MCB 272 : Phylip and NJPLOT

Please send your answers per email to gogarten@uconn.edu, or hand in a hardcopy

Please let me know, how far you got during the lab. If most students didn't finish, we will continue this next week!

You should answer the questions in red!

You can do these exercises either with the sequences in atp_all.phy, infile1.txt or you can use an alignment of your choice.
REMEMBER: Programs in PHYLIP treat the "-" symbol as a character. If you want to treat gaps as missing characters, you need to replace them with "?"
To do so in vi:
> vi filename.phy
:%s/-/?/g
ZZ

Preparation:

 

1) Protein parsimony analyses using phylip.

a) In phylip_temp execute the program seqboot by typing
   > seqboot
Read the menu and enter the appropriate letters to generate 100 pseudo samples using bootstrap. If in doubt, read the manual.
   > cp outfile your_filename.boot.phy

b) do a protein parsimony analyses on the original dataset
  > protpars
Read the menu and enter the appropriate letters to a heuristic search for the most parsimonious tree. Jumble the input order twice.
  > cp outfile your_filename.protpars.outfile
  > cp outtree your_filename.protpars.outtree

c) do a protein parsimony analyses on the pseudo samples (your_filename.boot.phy)
  > protpars
Read the menu and enter the appropriate letters to a heuristic search for the most parsimonious tree. (Jumble the input order, but only once)
  > cp outtree your_filename.boot.protpars.outtree
Calculate a consensus tree from the trees in your_filename.boot.protpars.outtree
  > consense
     > cp outfile your_filename.boot.protpars.consense.outfile
  > cp outtree your_filename.boot.protpars.consense.outtree

Is the topology of the consensus tree different from the most parsimonious tree(s)?

 

2) Protein distance matrix analyses using phylip.

a) Calculate two protein distance matrices from your data.
  > protdist
Read the menu and enter the appropriate letters to calculate two distance matrices, one using the JTT substitution matrix without any correction for multiple substitutions (i.e. the default values).

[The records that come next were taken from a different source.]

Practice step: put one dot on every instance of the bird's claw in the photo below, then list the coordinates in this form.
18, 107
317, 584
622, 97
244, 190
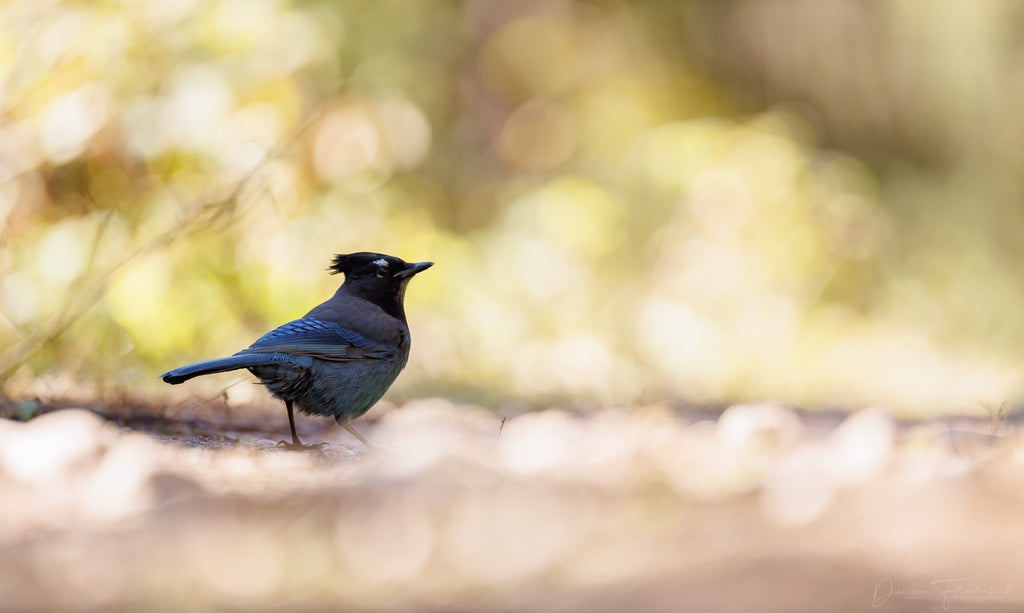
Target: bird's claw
302, 447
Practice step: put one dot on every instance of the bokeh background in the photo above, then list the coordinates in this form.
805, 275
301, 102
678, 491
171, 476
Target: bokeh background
697, 201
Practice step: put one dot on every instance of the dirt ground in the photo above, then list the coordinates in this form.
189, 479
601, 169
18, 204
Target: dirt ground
761, 508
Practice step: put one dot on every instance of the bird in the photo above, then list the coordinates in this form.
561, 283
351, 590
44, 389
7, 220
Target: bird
339, 358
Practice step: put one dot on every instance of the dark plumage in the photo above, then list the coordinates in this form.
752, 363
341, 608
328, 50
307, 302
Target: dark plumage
340, 357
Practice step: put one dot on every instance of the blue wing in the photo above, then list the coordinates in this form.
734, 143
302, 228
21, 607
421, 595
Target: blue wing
315, 338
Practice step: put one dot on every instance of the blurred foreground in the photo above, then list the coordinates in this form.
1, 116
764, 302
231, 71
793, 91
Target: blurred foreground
762, 509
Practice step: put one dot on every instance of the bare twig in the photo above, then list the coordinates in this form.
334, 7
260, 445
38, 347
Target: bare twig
86, 294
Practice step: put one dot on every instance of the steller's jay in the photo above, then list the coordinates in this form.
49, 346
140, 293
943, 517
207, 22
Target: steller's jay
341, 356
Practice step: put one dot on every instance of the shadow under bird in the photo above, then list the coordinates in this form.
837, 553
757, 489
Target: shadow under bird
340, 357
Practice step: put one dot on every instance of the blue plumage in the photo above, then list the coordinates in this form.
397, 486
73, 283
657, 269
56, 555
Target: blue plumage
343, 355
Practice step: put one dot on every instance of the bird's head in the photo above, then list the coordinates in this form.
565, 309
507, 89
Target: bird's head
377, 277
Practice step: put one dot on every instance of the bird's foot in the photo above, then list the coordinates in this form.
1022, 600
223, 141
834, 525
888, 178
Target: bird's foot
296, 446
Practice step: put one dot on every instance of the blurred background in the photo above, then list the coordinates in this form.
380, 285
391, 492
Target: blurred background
697, 201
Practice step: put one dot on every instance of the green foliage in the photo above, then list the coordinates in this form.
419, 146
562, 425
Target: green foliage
615, 215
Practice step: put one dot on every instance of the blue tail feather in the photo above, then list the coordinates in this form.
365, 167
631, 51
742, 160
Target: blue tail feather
222, 364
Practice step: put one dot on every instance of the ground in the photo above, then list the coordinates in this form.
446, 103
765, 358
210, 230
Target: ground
761, 508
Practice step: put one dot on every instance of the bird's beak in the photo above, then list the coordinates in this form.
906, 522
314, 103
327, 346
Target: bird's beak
412, 269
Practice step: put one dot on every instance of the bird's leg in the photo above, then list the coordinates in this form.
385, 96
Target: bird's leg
291, 423
344, 424
296, 443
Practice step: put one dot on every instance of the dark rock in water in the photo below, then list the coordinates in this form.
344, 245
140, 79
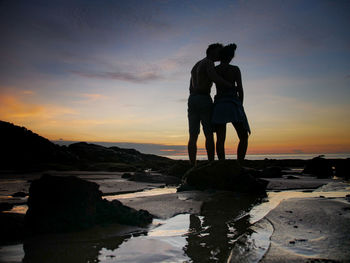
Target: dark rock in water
254, 172
20, 194
224, 175
272, 172
319, 167
12, 227
126, 175
60, 204
6, 206
115, 211
342, 168
179, 168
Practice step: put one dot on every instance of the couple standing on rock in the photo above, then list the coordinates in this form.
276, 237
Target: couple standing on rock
227, 106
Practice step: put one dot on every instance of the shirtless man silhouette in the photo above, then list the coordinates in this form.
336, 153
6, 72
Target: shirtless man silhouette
200, 103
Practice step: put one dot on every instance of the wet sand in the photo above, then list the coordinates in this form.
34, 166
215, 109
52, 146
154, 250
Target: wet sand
204, 226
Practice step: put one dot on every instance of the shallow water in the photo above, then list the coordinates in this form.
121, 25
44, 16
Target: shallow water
230, 227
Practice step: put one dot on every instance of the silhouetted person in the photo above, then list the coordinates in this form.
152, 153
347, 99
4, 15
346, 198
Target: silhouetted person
200, 104
228, 105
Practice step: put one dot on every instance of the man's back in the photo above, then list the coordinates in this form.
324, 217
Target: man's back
200, 81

When done copy the outfile.
     > cp outfile your_filename.protdist.outfile
For the second analyses select to correct for multiple substitutions using the Gamma correction. Type G, then Y.
You will be asked to enter the
"Coefficient of variation of substitution rate among positions (must be positive) In gamma distribution parameters, this is 1/(square root of alpha)."

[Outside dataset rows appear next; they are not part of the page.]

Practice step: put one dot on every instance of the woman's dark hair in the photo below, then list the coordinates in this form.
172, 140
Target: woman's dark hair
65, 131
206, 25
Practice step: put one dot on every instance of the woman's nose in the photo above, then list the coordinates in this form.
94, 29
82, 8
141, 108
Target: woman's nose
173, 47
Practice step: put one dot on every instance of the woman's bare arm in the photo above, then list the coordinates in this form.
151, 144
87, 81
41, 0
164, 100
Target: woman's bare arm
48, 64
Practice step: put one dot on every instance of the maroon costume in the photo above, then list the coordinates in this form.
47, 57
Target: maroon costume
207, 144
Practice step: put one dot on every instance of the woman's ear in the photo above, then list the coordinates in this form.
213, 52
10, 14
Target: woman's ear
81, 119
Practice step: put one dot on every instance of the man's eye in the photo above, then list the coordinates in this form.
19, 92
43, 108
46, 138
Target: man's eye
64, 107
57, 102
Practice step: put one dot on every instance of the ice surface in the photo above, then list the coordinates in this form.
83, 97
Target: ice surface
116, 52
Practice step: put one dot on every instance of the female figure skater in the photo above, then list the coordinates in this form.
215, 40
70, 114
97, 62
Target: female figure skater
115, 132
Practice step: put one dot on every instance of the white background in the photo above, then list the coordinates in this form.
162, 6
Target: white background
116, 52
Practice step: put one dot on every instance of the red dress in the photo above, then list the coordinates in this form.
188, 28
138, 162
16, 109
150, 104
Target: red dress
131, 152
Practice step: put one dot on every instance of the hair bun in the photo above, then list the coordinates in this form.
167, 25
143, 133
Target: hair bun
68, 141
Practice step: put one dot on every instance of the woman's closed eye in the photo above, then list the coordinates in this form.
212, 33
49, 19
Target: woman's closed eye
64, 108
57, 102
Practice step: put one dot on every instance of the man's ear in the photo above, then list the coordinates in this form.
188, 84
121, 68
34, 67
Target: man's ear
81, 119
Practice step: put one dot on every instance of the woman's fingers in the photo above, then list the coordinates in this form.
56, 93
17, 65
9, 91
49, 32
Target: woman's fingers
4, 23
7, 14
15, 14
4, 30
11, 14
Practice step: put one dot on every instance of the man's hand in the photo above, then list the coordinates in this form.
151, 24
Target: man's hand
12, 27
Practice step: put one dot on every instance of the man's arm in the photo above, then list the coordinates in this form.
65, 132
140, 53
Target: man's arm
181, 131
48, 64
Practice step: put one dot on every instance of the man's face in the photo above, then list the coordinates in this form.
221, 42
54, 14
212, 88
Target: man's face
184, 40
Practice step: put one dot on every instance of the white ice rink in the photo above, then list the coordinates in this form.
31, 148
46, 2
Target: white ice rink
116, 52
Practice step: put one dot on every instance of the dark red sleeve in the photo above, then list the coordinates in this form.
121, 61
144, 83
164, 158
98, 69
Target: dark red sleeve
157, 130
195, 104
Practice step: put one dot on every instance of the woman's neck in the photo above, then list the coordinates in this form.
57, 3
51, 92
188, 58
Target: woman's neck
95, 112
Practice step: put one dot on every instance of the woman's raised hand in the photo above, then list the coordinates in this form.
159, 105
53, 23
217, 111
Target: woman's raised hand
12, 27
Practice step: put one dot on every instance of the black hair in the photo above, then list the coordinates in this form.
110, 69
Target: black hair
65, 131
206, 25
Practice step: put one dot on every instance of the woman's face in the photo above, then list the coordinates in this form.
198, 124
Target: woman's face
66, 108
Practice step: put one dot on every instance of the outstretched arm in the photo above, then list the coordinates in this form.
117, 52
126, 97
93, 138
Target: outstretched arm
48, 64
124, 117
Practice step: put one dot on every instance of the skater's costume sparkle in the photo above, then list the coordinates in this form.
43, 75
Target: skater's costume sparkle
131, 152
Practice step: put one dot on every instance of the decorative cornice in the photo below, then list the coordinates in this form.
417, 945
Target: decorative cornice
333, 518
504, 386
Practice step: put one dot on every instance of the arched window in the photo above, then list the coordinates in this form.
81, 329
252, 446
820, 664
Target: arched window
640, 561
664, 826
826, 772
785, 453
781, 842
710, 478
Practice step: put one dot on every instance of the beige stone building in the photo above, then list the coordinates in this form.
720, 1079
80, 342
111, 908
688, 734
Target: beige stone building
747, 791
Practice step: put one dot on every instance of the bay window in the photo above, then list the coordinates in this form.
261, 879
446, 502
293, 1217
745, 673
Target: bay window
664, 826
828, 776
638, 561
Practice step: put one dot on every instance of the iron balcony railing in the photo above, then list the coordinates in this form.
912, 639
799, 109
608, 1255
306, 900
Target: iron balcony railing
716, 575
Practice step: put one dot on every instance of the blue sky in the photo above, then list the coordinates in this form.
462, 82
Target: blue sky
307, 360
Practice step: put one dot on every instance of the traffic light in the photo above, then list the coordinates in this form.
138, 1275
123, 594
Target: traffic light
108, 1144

If you don't know this parameter, enter 1. In case of ATP_all.phy this parameter is 0.88, in case of infile1.txt this parameter is 1.24.
Save the outfile.
     > cp outfile your_filename.protdist_gamma.outfile

b) To calculate trees from the distance matrices use the programs neighbor and fitch (with the global rearrangement option).

  > fitch (follow the menu)
  > cp outfile your_filename.protdist.fitch.outfile
  > cp outtree your_filename.protdist.fitch.outtree

  > neighbor
  > cp outfile your_filename.protdist.neighbor.outfile
  > cp outtree your_filename.protdist.neighbor.outtree

Are the trees from NEIGHBOR and FITCH different in their topology"?

  > fitch
  > cp outfile your_filename.protdist_gamma.fitch.outfile
  > cp outtree your_filename.protdist_gamma.fitch.outtree

Is the tree calculated using the gamma correction different in topology from the one calculated without the Gamma correction?

sftp the trees calculated from the distance matrices onto your IMAC and open them in njplot.
Explore the different options in njplot: re-root the trees in a place that seems appropriate.

What is the difference in the trees calculated from distances with and without gamma correction?